Design and document end-to-end HPC network architectures, including Ethernet, InfiniBand, RoCE, EVPN, and VXLAN fabrics.
Lead proof-of-concept and benchmarking engagements, validating low-latency and high-throughput designs against workload requirements.
Optimize multi-vendor, multi-protocol data center and HPC interconnects, addressing scaling challenges such as data gravity and throughput bottlenecks.
Define integration strategies across compute, storage, orchestration, and security layers to deliver resilient, workload-aware solutions.
Conduct network performance assessments and tuning, identifying bottlenecks and recommending enhancements.
Build observability frameworks for HPC networks at scale using tools like Prometheus, Grafana, and vendor telemetry.
Collaborate with engineering, product, and operations teams to refine architecture blueprints and ensure consistent delivery.
Partner with ecosystem vendors (e.g., NVIDIA, Mellanox, Cisco, Arista) to integrate cutting-edge features and influence roadmap evolution.
Stay current with emerging HPC networking technologies and protocols, providing future insight to customers on adoption strategies.
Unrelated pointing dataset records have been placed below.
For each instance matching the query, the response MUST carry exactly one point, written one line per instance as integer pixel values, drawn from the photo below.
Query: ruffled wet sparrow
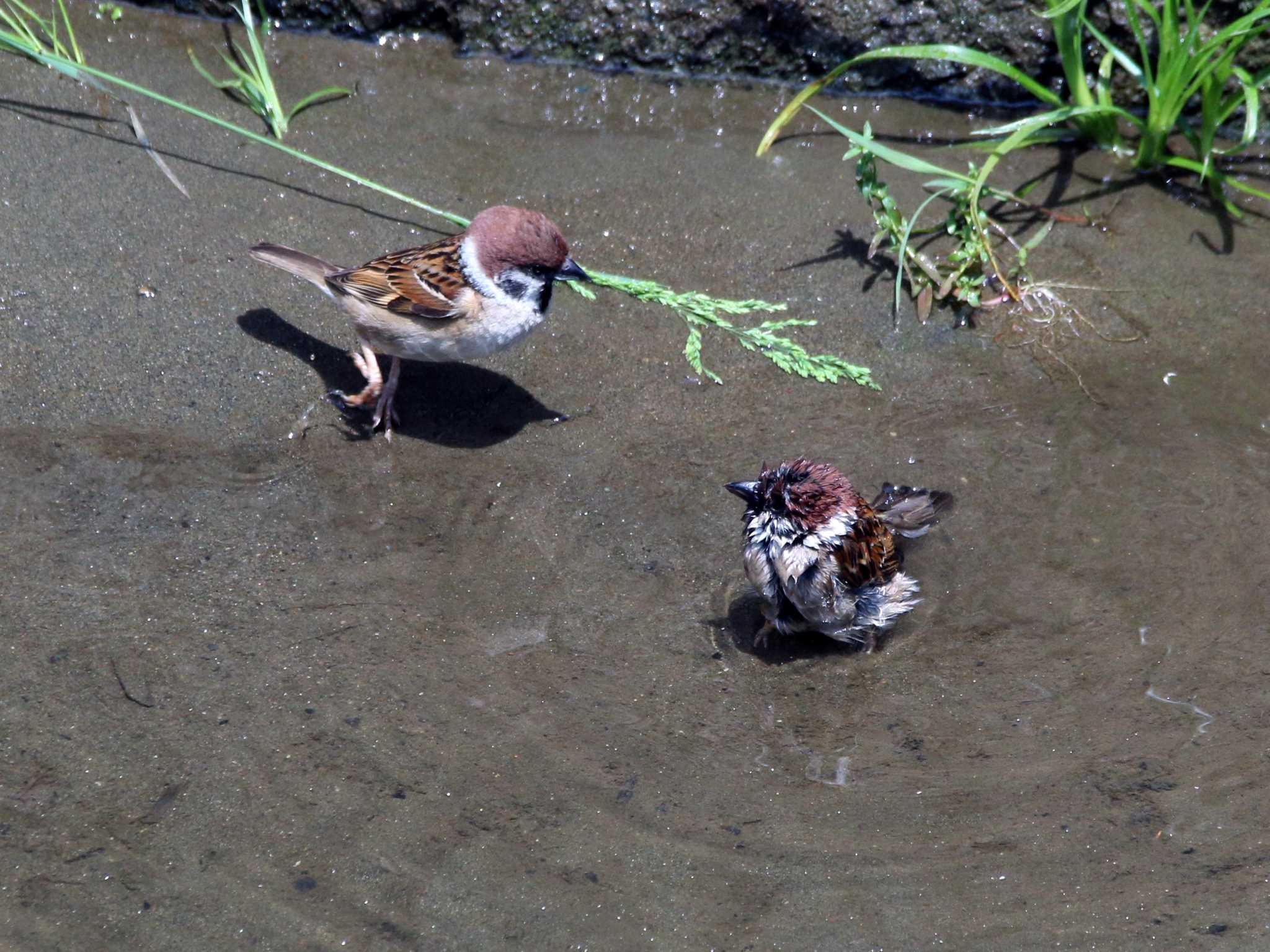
(822, 558)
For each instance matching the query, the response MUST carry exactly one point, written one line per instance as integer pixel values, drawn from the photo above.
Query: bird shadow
(744, 622)
(448, 404)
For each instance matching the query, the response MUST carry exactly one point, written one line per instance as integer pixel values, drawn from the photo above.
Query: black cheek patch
(513, 286)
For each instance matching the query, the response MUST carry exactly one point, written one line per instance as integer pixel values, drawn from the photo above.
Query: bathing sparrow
(822, 558)
(464, 296)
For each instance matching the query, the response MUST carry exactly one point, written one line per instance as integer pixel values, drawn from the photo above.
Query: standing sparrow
(822, 558)
(464, 296)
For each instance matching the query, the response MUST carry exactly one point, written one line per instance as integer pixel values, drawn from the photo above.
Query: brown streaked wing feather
(868, 555)
(422, 282)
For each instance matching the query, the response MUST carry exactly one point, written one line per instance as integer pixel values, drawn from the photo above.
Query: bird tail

Represent the organization at customer design sessions, workshops, and industry events, building strong technical relationships.
Requirements
Demonstrated experience in HPC networking solution architecture, systems design, or data center network engineering.
Strong expertise in InfiniBand and RoCE protocols, including deployment and tuning at scale.
Hands-on experience designing and implementing large-scale Ethernet networks, including BGP, OSPF, EVPN, and VXLAN.
Deep understanding of GPU communication frameworks such as MPI and NCCL, and their integration with HPC interconnects.
Proficiency with Linux-based environments and scripting (e.g., Python, Bash, PowerShell) for automation.
Experience supporting multi-vendor environments and evaluating new networking platforms.
Ability to translate complex networking requirements into clear solution architectures and present them effectively to customers.
Strong customer-facing communication skills, including the ability to engage executives and technical stakeholders alike.
Preferred Experience
Experience delivering HPC or AI/ML workloads across large-scale, low-latency network infrastructures.
Familiarity with CNI plugins (Multus, Cilium, NVIDIA CNI) for HPC/Kubernetes environments.
Exposure to automation and infrastructure-as-code practices for network provisioning (Terraform, Ansible).
Experience in vendor collaboration, including influencing feature roadmaps and participating in joint evaluations.
Contributions to open-source HPC networking or infrastructure projects.
Bachelor’s or Master’s degree in Computer Science, Networking, Engineering, or a related technical field.
Relevant Networking and systems certifications such as Cisco CCNP/CCIE, Juniper JNCIP, AWS Advanced Networking Specialty, or Red Hat RHCE.